Monday 10 August 2009

The Aristocracy is Back

The Independent newspaper online reports that debutante balls are back. Like the US equivalent, these are those extravagant dances where young socialite women are put into pretty dresses and paraded around like pure-bred hounds at the Westminster Kennel Club. They are only for the rich, and not even for the nouveau riche, this is old money; you won't find Madonna's children here.

Interestingly, the Debutante Ball seems to have followed a slightly different path in the UK than in the US. Debutante Balls have been noted in US newspapers from as early as 1899. Yet they have been going strong among the upper classes in the US, with appearances in Town and Country magazine and even appearing in recent US film and television. While quite traditional in the South (the "Southern Belle") with their wealthy plantation owners, it hasn't died with slavery and is still going strong in various parts of the country.

The UK Debutante Ball has travelled a slightly different path. The most well-known of the balls (I'm assuming there are many in the season), is the Queen Charlotte's Ball, which (as the Independent reports)

The monarchy stopped attending the ball – where girls in white wedding dresses signifying their virginity would curtsy in front of the Queen – in 1958, at a time when Britain's imperial pomp had taken a hammering with the loss of the colonies and the disastrous Suez Crisis.
But thanks largely to Peter Townend, the tireless social editor of Tatler whose memory for debutantes past and present was legendary, the ball and the season's dances, fashion shows and garden parties soldiered on with varying degrees of success.
But in 1997, the Queen Charlotte's Ball folded and once Townend died four years later, the season seemed to be little more than a pale reflection of its former glory days.

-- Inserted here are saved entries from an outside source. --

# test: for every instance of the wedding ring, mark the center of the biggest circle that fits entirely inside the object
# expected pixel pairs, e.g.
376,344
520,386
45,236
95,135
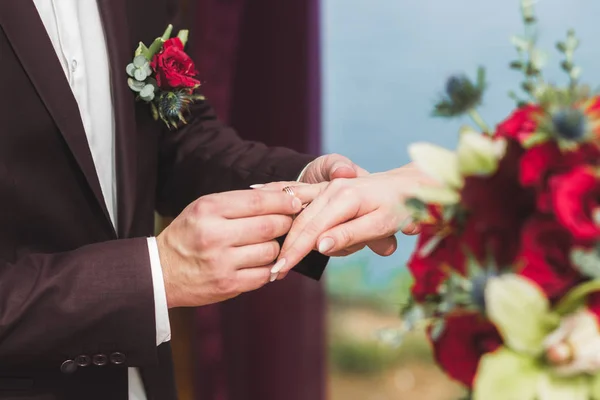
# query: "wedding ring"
289,191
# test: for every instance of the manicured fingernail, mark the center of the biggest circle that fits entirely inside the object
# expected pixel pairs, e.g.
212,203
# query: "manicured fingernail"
406,223
297,204
338,166
325,245
278,266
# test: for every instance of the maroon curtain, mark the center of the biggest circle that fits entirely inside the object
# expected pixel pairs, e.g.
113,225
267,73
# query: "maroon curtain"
259,60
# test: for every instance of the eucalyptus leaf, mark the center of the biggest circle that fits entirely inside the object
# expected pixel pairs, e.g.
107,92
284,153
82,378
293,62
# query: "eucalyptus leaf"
140,61
147,93
437,329
521,43
140,74
479,155
587,261
439,163
183,36
130,69
520,311
577,297
558,388
135,85
437,195
506,375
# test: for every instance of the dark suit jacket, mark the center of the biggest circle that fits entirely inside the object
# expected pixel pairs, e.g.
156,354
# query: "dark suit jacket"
72,290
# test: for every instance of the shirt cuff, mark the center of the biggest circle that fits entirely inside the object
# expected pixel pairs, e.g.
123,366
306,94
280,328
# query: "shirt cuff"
161,310
302,173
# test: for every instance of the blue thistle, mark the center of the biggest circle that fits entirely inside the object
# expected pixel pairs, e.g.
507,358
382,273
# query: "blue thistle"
569,124
171,106
461,95
479,284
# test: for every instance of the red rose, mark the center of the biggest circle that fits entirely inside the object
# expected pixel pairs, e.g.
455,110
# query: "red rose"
491,217
593,304
542,161
521,124
464,340
544,257
430,270
489,225
576,198
174,68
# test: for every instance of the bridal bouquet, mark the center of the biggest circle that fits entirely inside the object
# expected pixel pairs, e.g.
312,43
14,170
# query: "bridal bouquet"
507,267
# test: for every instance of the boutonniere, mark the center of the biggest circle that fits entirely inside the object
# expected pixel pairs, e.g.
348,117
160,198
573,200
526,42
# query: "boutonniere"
164,76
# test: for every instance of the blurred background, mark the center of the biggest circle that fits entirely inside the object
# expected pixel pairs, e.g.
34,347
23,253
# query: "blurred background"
356,77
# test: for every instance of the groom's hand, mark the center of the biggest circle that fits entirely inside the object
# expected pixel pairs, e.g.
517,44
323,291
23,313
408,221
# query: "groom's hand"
329,167
223,245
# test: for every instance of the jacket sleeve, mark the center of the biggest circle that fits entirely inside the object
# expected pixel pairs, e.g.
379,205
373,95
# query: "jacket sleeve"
206,156
100,294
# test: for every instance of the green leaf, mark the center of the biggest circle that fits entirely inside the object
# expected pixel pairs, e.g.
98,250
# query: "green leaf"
154,48
521,43
140,74
183,36
142,50
130,69
576,297
587,261
595,387
535,139
436,195
562,388
520,311
481,78
167,34
135,85
439,163
479,155
140,61
506,375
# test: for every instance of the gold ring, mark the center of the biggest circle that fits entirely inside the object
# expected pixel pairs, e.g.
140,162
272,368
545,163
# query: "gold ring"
289,191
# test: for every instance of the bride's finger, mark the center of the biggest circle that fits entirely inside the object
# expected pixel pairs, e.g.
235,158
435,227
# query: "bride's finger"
375,228
321,215
307,193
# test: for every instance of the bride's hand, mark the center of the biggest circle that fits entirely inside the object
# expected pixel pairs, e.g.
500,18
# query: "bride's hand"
346,214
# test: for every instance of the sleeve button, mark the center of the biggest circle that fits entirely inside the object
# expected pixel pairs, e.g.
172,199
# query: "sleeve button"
100,360
83,360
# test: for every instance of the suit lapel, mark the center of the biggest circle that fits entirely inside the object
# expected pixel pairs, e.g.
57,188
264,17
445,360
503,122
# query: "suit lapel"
120,50
27,35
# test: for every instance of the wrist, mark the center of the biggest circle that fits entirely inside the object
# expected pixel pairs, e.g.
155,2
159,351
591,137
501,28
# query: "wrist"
165,263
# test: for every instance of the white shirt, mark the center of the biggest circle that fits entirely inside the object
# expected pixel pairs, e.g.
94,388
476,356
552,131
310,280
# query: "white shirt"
75,29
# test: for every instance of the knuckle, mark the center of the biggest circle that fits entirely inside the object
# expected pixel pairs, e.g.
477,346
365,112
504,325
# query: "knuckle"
255,201
226,285
270,252
339,184
267,228
203,207
346,237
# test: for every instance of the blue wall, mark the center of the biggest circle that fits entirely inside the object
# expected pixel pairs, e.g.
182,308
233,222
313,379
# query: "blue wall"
385,62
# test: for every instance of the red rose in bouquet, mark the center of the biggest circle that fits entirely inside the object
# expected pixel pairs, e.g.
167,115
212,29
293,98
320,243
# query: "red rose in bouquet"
465,339
544,256
521,123
544,160
576,201
173,67
497,207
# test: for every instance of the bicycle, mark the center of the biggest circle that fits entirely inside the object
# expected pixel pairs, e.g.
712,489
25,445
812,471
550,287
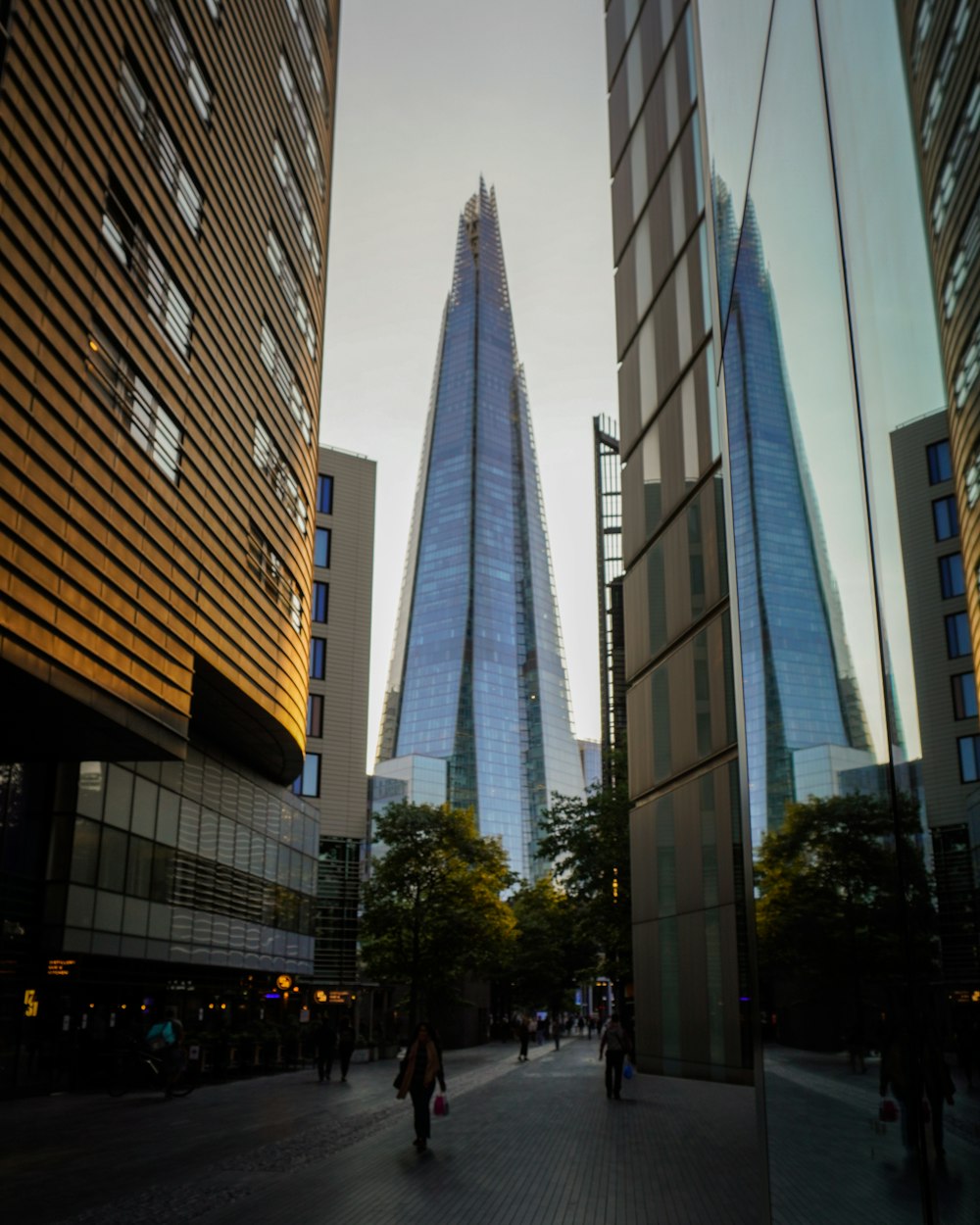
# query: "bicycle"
135,1067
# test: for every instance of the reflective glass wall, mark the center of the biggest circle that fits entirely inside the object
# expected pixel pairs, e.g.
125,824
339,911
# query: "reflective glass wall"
826,344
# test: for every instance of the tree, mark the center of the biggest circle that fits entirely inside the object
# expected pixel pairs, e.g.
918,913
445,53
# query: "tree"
432,910
589,842
839,883
549,955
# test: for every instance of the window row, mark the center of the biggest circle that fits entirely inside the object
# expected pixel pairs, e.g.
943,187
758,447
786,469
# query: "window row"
128,243
269,568
274,361
184,55
307,44
130,397
303,122
288,282
158,141
944,72
956,158
270,462
293,194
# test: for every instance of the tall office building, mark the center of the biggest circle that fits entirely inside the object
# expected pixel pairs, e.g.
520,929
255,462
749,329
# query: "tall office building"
794,650
163,229
333,777
780,127
478,670
941,45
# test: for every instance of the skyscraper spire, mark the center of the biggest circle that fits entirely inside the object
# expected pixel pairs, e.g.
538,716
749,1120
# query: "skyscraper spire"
478,670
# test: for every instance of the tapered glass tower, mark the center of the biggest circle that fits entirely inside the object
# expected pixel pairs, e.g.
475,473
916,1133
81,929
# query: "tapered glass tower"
478,670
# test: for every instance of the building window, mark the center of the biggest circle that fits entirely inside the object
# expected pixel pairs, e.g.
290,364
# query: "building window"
307,44
303,122
160,143
964,696
956,157
945,518
315,715
318,660
944,72
324,494
274,361
184,55
157,284
128,395
290,187
278,583
940,462
956,636
951,576
270,462
308,783
969,368
969,759
289,284
961,263
319,607
321,548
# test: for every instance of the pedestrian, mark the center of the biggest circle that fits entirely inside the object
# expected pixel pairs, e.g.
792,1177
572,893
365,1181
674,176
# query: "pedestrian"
346,1040
416,1077
326,1044
615,1043
523,1034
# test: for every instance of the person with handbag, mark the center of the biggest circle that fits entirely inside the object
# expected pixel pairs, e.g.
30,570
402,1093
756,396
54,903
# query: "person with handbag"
416,1077
615,1045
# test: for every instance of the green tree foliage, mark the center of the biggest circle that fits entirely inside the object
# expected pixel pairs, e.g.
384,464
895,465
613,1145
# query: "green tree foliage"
432,910
589,842
549,955
829,885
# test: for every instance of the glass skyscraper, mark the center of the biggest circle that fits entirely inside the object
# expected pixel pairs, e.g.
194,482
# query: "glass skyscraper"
478,670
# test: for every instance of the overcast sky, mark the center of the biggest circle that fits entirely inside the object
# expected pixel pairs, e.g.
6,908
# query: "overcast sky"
431,96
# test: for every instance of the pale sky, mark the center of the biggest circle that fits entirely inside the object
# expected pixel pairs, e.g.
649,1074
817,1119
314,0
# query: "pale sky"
430,96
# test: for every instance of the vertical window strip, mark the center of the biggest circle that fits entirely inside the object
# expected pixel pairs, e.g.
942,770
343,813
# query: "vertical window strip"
288,282
944,72
270,462
184,55
160,143
130,245
285,381
128,395
959,148
268,567
297,205
303,123
307,44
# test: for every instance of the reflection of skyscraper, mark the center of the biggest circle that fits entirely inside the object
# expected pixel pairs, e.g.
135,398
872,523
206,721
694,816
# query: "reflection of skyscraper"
478,671
797,665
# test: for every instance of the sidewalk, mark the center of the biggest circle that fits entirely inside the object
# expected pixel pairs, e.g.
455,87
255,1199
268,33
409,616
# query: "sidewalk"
524,1143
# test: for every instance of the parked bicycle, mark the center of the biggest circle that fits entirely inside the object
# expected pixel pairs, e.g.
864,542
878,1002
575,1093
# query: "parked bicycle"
132,1067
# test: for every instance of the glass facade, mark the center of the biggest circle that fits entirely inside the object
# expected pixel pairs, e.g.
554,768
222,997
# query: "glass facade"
839,822
478,671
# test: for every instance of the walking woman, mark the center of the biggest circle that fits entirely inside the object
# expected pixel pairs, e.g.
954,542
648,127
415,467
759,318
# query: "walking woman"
419,1071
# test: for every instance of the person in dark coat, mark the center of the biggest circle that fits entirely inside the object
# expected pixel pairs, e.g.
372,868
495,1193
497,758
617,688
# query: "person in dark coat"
326,1044
416,1077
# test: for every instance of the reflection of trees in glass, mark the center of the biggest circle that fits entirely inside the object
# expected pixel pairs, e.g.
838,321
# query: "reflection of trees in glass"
832,883
799,677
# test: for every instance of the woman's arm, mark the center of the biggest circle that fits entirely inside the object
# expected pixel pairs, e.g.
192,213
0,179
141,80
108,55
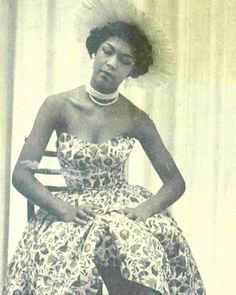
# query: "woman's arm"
23,176
173,183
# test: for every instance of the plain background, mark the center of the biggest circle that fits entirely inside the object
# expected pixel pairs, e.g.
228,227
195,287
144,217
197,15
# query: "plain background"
195,114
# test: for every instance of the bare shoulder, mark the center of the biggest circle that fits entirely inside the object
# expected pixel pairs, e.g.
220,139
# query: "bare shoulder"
140,120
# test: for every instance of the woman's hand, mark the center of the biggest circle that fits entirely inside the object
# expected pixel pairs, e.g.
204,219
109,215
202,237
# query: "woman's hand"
80,215
137,213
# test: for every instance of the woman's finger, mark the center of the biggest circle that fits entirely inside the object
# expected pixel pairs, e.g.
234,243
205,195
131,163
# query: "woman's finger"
83,215
79,221
89,211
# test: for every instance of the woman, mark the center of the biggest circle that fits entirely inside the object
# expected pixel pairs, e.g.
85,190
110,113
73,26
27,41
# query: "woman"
102,229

The monarchy always bows to social pressures (does anyone remember now that the Royal family is German??), and the increasing socialism, calls for more political independence and the rise of the proletariat in the UK seems to have coincided with the monarch's exit from the upper class parties. Yet, just like the rest of the country, even though the Queen may not have a presence, things still go on without her. It wasn't until 1997 that the ball died.

Yet it's back.

Here the UK sits under a Labour government, ostensibly arguing for the working class, the trade unions and the socialists, and yet the aristocracy is enjoying a re-newed level of pleasure while the rest of the country suffers from the recession brought on by millionaire bankers and business-influenced politicians. Like it or not, the aristocrat is back. Is a return to feudalism nigh?